(via Diamond Cuts in Historic Jewelry:1381-1910) Herbert Tillander writes:
In 1896 Bauer described a flat-bottomed, eightfold variant of the Pointed Star Cut, which he introduced as a ‘Cross Rose’. However, his drawings are not even of a diamond but of a cinnamon stone, a type of garnet. In fact, no such diamond has ever been documented, so Bauer’s ‘Cross Rose’ has no place in diamond history.
However, my attention was caught by a casual remark by Alfred Eppler and a line drawing of a cut similar to Bauer’s, although crowned, which he inconsistently called a Rose. Later I came across a reproduction of an engraving by Wenceslas Hollar, which showed some half a dozen examples of type drawn by Eppler. Hollar’s engraving suggests a jeweled badge of an Order of the Garter, for which the diamonds, including the flat-bottomed Star Cuts, must still have been available even though they were by the obsolete. In 1523 Henry VIII had given express permission for those on whom he had conferred the Order of the Garter to decorate their insignias ‘at their pleasure.’ The drawing by Hollar is clearly a design for one such order. Although both Bauer and Eppler were wrong in calling their stones ‘Roses’ of any sort, Hollar must have had a number of such stones—at least, those depicted by Eppler—at his disposal in order to include so many in his design.

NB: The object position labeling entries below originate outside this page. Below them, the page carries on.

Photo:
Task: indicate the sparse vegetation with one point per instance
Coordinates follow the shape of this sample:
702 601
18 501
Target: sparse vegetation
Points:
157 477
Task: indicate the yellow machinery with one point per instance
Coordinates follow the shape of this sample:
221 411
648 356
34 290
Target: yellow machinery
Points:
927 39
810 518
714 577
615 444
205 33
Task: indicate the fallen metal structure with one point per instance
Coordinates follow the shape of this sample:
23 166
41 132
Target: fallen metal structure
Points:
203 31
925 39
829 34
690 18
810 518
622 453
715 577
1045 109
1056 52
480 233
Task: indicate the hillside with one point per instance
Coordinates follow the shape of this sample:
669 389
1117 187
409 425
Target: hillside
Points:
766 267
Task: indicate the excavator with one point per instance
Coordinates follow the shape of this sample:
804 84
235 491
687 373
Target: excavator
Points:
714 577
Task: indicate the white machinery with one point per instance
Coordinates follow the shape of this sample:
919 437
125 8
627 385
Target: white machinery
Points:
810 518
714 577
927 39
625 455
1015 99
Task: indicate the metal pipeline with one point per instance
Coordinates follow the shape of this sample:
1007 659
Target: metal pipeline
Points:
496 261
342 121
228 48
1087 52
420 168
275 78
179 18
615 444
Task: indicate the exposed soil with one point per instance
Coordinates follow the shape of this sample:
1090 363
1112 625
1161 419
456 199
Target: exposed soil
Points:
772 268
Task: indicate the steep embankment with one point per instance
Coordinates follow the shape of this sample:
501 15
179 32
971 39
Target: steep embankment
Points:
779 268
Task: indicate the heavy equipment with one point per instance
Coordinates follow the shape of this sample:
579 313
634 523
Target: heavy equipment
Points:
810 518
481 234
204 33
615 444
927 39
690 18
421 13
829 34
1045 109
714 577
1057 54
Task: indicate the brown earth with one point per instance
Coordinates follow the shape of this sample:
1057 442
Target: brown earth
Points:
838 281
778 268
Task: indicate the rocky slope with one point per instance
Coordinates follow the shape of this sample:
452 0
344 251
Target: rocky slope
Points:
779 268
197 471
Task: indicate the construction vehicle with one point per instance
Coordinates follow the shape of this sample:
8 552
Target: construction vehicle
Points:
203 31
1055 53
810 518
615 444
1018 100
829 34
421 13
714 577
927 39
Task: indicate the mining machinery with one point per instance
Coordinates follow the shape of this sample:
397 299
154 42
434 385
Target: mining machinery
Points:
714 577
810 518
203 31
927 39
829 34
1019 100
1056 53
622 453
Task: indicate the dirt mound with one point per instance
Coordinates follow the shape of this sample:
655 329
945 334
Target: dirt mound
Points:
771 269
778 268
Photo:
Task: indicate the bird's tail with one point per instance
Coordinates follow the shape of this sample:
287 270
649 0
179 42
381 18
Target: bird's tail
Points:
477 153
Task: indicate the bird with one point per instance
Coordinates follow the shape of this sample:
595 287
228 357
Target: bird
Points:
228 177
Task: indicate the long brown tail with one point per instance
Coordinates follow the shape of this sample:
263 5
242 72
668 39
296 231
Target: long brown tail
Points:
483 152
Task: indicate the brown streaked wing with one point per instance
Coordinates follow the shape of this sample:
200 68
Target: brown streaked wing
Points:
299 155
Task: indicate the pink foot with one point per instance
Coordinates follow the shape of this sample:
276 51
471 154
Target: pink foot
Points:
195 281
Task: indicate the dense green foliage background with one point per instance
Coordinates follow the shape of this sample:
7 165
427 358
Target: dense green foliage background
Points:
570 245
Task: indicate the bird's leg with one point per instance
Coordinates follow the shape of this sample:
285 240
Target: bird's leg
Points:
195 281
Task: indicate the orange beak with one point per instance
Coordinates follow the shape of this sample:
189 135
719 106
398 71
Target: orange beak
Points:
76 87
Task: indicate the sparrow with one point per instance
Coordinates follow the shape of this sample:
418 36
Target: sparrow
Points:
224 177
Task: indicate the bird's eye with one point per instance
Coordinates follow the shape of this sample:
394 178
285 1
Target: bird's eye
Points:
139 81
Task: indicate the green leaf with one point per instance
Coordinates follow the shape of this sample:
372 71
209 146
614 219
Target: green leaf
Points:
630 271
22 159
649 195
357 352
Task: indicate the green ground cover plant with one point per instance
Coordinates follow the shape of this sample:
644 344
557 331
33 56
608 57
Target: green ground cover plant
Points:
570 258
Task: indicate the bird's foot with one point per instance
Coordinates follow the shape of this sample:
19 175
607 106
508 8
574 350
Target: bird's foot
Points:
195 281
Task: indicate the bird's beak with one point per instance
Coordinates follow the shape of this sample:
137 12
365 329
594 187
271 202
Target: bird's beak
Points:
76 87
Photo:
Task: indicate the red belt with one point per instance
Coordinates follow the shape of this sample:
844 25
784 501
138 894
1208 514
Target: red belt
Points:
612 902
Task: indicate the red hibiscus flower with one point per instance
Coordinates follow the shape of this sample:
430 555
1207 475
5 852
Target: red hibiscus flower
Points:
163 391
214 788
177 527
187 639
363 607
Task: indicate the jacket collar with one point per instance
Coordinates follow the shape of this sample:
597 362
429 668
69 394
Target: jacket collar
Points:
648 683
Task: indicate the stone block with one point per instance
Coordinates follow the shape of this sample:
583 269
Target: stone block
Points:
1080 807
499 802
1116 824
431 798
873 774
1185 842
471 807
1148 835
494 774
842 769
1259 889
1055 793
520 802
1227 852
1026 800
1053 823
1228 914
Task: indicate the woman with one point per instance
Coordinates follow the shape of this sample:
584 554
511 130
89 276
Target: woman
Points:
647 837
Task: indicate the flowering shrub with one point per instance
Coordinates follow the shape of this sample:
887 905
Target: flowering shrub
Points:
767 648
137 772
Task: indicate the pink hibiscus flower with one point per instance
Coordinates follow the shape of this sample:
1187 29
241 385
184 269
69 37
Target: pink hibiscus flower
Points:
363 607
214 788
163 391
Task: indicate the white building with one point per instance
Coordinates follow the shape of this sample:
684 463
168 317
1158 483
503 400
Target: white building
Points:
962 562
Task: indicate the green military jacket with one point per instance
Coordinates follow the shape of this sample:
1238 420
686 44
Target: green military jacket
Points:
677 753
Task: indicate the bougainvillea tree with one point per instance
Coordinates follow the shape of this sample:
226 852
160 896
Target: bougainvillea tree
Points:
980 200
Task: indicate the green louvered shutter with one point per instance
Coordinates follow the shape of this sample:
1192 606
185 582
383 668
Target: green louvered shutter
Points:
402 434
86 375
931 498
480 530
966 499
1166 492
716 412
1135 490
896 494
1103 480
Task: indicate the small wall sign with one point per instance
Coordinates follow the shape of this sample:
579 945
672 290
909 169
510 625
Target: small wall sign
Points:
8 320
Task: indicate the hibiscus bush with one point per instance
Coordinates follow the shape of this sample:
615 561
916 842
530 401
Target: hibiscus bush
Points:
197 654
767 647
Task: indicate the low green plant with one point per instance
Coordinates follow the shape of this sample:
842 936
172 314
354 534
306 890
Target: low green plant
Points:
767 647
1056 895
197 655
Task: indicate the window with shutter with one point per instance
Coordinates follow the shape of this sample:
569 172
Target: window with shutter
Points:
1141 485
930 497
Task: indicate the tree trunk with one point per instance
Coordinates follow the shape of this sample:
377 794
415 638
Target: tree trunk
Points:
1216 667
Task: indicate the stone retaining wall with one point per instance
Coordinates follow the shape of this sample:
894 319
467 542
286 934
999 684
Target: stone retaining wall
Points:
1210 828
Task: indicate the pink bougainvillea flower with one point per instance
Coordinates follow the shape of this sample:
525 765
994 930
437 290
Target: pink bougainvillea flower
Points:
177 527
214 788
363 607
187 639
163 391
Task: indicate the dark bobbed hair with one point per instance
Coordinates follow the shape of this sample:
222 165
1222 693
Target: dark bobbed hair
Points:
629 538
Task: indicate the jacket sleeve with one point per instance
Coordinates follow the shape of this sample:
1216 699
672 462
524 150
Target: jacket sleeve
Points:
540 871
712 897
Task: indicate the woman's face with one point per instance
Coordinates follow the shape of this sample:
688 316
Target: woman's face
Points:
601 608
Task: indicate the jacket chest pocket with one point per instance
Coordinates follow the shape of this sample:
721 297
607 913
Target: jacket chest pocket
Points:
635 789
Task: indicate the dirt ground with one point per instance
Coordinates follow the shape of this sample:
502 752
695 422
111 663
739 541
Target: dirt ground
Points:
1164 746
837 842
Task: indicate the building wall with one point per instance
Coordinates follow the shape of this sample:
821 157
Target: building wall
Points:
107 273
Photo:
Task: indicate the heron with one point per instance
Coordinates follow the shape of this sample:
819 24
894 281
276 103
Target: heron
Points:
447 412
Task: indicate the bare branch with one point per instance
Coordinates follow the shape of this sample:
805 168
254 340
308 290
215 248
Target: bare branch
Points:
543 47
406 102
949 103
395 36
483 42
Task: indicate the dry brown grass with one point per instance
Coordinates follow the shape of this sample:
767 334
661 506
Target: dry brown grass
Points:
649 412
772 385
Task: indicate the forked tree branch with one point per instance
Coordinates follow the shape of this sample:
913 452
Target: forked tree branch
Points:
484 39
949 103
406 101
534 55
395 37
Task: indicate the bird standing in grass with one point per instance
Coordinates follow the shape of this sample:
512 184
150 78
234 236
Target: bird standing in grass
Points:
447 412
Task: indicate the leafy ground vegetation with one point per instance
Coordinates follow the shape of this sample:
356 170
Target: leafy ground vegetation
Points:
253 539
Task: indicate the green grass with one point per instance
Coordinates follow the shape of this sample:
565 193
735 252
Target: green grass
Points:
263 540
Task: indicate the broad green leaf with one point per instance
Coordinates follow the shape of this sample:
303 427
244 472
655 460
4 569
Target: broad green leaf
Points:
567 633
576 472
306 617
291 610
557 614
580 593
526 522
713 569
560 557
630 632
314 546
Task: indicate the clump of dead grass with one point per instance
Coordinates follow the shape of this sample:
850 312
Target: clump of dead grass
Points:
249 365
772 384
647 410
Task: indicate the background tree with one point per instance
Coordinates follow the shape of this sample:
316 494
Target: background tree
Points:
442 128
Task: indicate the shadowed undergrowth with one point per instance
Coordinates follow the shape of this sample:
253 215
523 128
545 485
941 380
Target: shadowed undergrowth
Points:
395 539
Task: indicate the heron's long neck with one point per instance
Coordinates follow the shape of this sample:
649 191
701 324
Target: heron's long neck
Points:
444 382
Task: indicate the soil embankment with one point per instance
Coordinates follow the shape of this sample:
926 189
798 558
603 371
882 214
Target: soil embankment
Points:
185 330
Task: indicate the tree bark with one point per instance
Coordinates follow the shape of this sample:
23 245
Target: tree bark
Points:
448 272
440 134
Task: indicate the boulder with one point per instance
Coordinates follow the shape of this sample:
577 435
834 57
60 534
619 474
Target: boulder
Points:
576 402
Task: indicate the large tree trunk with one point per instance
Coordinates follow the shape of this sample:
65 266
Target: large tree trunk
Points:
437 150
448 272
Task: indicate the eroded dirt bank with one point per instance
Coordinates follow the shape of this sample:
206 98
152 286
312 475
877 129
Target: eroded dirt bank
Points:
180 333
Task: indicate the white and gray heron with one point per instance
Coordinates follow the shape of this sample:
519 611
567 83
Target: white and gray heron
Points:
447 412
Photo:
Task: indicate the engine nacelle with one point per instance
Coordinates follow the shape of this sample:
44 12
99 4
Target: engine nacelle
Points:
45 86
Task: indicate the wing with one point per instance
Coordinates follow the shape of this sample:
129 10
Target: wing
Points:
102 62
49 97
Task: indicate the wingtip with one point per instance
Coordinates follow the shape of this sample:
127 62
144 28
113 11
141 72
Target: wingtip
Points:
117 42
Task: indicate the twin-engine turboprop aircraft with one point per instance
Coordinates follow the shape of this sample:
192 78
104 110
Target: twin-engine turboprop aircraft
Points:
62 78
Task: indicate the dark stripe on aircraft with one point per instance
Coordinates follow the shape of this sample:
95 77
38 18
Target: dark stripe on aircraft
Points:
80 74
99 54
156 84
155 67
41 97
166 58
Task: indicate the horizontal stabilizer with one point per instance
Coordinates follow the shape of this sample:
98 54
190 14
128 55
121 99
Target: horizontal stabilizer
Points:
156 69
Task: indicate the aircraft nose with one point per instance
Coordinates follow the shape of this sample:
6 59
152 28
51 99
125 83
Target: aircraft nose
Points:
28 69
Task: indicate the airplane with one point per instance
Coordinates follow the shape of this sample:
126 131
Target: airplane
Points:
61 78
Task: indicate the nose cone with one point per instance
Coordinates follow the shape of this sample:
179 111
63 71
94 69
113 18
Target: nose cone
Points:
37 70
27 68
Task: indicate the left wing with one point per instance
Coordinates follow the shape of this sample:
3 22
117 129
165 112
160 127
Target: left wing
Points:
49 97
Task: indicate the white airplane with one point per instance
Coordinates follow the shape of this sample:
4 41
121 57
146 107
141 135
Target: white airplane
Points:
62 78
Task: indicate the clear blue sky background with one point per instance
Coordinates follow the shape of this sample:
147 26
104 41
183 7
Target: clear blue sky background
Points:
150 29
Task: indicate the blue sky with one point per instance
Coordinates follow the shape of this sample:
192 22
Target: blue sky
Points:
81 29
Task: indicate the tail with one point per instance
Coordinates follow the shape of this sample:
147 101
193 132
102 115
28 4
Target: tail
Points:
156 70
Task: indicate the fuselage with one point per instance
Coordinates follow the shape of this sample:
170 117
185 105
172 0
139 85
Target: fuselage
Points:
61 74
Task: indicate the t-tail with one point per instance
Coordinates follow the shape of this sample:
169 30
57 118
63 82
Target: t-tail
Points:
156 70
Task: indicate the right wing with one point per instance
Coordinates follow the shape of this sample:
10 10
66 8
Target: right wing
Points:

In appears that in the sixteenth century flat-bottomed Pointed Star Cuts of the type found in the Order of the Garter were occasionally fashioned from discarded Indian Tablet Cuts (flat Table Cuts with table and culet facets of approximately the same size). Strangely enough, these may even be forerunners of the Standard Full Rose Cut (also known as the Dutch, or Holland, Rose), a design with six-fold symmetry which was first introduced around 1600 when, at the large cutting centers of the Netherlands, cleaving became a separate, specialized profession.